The Kalispell City Council voted, 5-2, Monday night to approve a prerelease center on the city’s south end. The decision left many neighboring business owners upset, while the center’s advocates called the vote an important step toward helping convicted felons transition back into the community.

Councilman Tim Kluesner panned the proposed site, saying the center would infringe on the property rights of existing land and business owners, who expected zoning and uses in the area to remain the same.

“I’m not convinced this is the best location versus other locations,” Kluesner said, noting that many members of the public opposed the site, not the center itself. “I’d like to see more options,” he said.

Kleusner suggested the council table the center until two more possible locations could be brought forward sometime in the next six months. The motion failed narrowly, 4-3, with Councilman Wayne Saverud and Bob Hafferman voting with Kluesner.
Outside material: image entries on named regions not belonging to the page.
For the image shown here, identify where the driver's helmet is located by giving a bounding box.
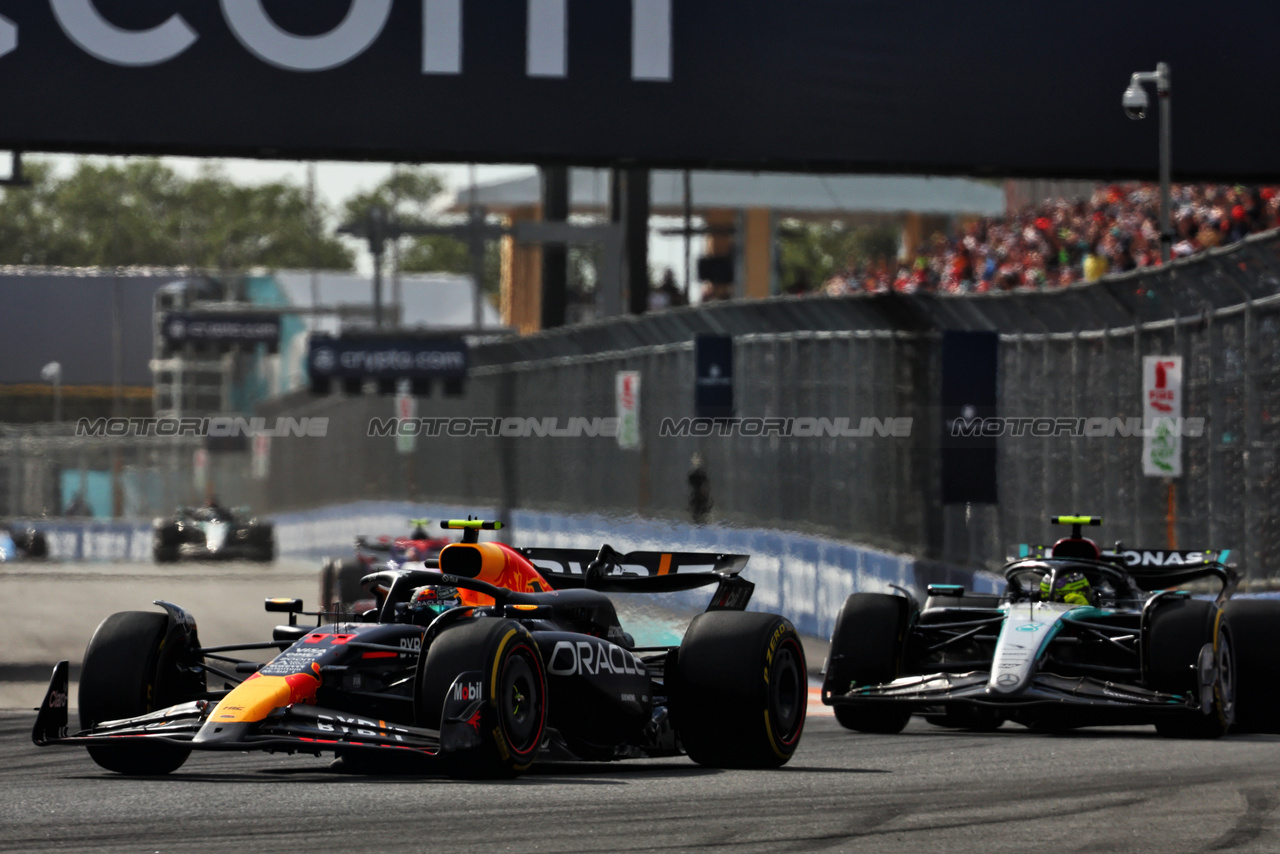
[1041,572,1093,604]
[406,584,462,626]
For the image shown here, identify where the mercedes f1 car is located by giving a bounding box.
[32,520,808,777]
[151,503,275,563]
[0,522,49,563]
[822,516,1280,737]
[320,519,453,613]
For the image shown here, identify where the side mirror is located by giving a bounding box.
[264,597,302,626]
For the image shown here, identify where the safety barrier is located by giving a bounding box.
[15,501,1002,638]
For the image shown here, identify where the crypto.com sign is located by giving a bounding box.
[0,0,672,81]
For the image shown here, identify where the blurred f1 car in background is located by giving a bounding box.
[151,502,275,563]
[320,519,453,613]
[0,522,49,563]
[32,520,808,777]
[822,516,1280,737]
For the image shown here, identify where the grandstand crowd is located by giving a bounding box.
[819,184,1280,294]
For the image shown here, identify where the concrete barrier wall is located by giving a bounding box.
[22,501,1002,638]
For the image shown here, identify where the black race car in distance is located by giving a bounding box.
[822,516,1280,737]
[0,522,49,563]
[151,502,275,563]
[32,520,808,777]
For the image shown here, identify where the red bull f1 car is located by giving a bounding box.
[32,520,808,777]
[822,516,1280,737]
When it was clear there weren’t enough votes to prolong the decision, the council voted to approve the center as proposed at 2282 U.S. 93 South – the former Montana Department of Health and Human Services building. Hafferman and Kluesner cast the lone dissenting votes. Mayor Pam Kennedy and Councilwoman Kari Gabriel were absent.

Prerelease centers are designed to help offenders as they transition from prison back to their communities by allowing them to finish out their sentences while starting jobs and staying in a controlled facility that offers counseling, education and job training.

Flathead County is the last urban center in the state without access to a prerelease center, and is the fourth largest contributor to corrections with more than 1,300 offenders in the system – which is why the 2007 Legislature set aside funds to locate one here.

For about a year a local committee has been studying existing centers and gauging community support, and in December the state awarded a contract to build the 40-bed facility to Butte-based Community, Counseling and Correctional Services, Inc (CCCS).

Opposition to the center began to mount only after CCCS announced its proposed location.

On Monday night, council chambers held a standing room-only crowd, as about 30 people spoke about the center and its proposed site.

Members of the city’s south end business community told the council they feared their property values would drop, the safety of their customers and employees could be jeopardized and the southern entrance to Kalispell would no longer be as inviting or attractive.

“This is not the original plan the city led us to believe when we built our building,” said Vaughn Penrod, owner of Penco Power Products, a motorcycle and ATV store located just a few feet south of the prerelease site. “It’s the wrong place and the wrong time to put something like this here.”

Others voiced concerns about public safety and questioned where the convicts would find work – a mandate of their stay at the center – given the poor economy. Several also noted the center’s proximity to a bar, casino and liquor store as an inauspicious location for recovering addicts.

Proponents, however, including several who had ties to other similar centers elsewhere in Montana, stressed that convicts would be returning to the valley anyway and that the prerelease center would help them successfully transition into the community – actually decreasing the risk of repeat crime.

Several also pointed to other centers located in the heart of other Montana cities like Missoula and Butte as proof that the prerelease wouldn’t be a blight on the area or hinder the economy.

“These centers give these people a second chance – and haven’t we all needed one once in a while,” Blake Smith, a Kalispell resident, said.

For Jada Evans, a Columbia Falls resident, a center in Flathead County would’ve been a blessing over the past year, as her family has had to make trips to Butte – sometimes weekly – to visit and support her son as he finishes his sentence at the prerelease center there.

Through her experience, she assured the crowd that the center’s were strictly supervised, safe, and, most importantly, effective.

“As a parent, I can see true changes,” she said. “No one wants to see their son go to prison, but it’s proven to work well in his case.”